Their latest: a bill, called the Clean Slate Act, that would automatically seal criminal records, even for murders and out-of-state and federal criminal offenses after a certain amount of time.
Sex crimes (thankfully) would not be sealable, yet plenty of other violent and serious criminal offenses would be — in as little as three years after sentencing for misdemeanors and after seven for felonies.
The law would also bar potential employers and landlords from asking questions about prior convictions.
It’s the latest in a continuing stream of poorly thought-out criminal-justice-reform overreaches by Albany Dems.
Yes, New Yorkers believe in “second chances.”
Gov. Kathy Hochul and other backers say the bill will help ex-offenders qualify for jobs and apartments.
She even suggests it’ll address labor shortages around the state.
But it uses a nuclear bomb to kill a mosquito.
“Lawmakers propose to expand the range of sealable convictions, automating the process without adequate consideration of logistics, risks, limitations or public-safety effects,” warn the NYS District Attorneys Association’s Morgan Bitton and Robert Conflitti.
Notably, New York law already provides ways to seal criminal records; if the law needs tweaks, fine — make them.
But New Yorkers don’t need yet another sweeping reform that only leaves them in more danger.
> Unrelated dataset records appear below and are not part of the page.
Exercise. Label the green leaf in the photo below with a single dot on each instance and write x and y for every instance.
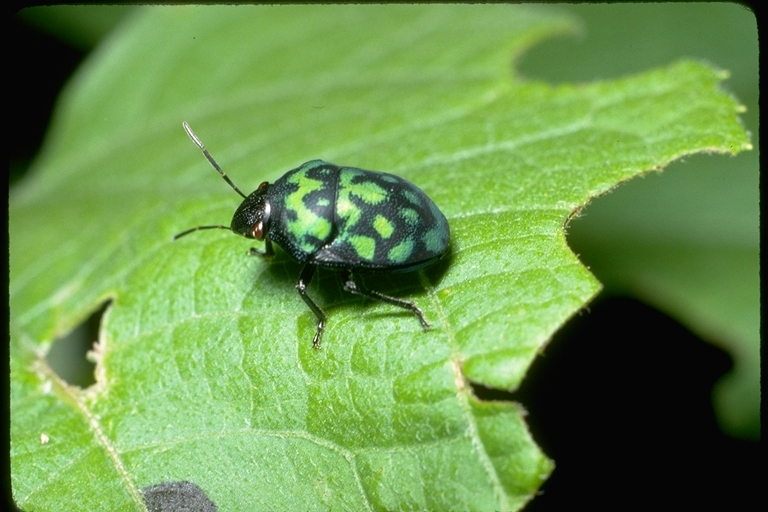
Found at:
(206, 371)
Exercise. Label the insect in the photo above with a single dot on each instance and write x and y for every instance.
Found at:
(342, 218)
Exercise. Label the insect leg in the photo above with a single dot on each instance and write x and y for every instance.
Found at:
(304, 279)
(351, 286)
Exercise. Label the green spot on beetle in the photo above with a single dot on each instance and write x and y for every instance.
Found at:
(413, 198)
(434, 239)
(411, 217)
(366, 190)
(307, 223)
(364, 246)
(383, 227)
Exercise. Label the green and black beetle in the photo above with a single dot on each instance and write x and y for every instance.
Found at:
(343, 218)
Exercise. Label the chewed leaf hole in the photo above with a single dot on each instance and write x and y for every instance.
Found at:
(177, 497)
(68, 354)
(487, 394)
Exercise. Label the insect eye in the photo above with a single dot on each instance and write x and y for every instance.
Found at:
(257, 231)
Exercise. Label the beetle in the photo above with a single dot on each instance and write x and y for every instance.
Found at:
(341, 218)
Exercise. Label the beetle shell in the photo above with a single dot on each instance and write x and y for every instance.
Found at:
(345, 217)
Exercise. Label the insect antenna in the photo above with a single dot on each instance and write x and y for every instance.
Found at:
(208, 156)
Indeed, you’d think after the disastrous effects of the bail-reform, Raise the Age and Less Is More legislation, Albany would put more thought and planning into its hare-brained criminal-justice schemes. Nope.
By depriving the public of information it wants (if it didn’t want it, you wouldn’t need a law to seal it), Clean Slate only compounds the damage, particularly of LIM — which lets unhinged and unrepentant parolees who violate the terms of their release from prison remain free to prey on the law-abiding.
Less Is More left Waheed Foster, a deranged vagrant who committed a vicious subway assault on Elisabeth Gomes that left her disfigured and blind in one eye, free after he was arrested twice for misdemeanors in August 2022.
Under Clean Slate, Foster’s monstrous criminal record would be sealed from public view.
The bill is now expected to pass before this year’s legislative session ends next week.
Hochul should use the remaining days to prove she won’t tolerate more progressive overkill that threatens public safety.
Or she can let out-of-control progressives steamroll her yet again.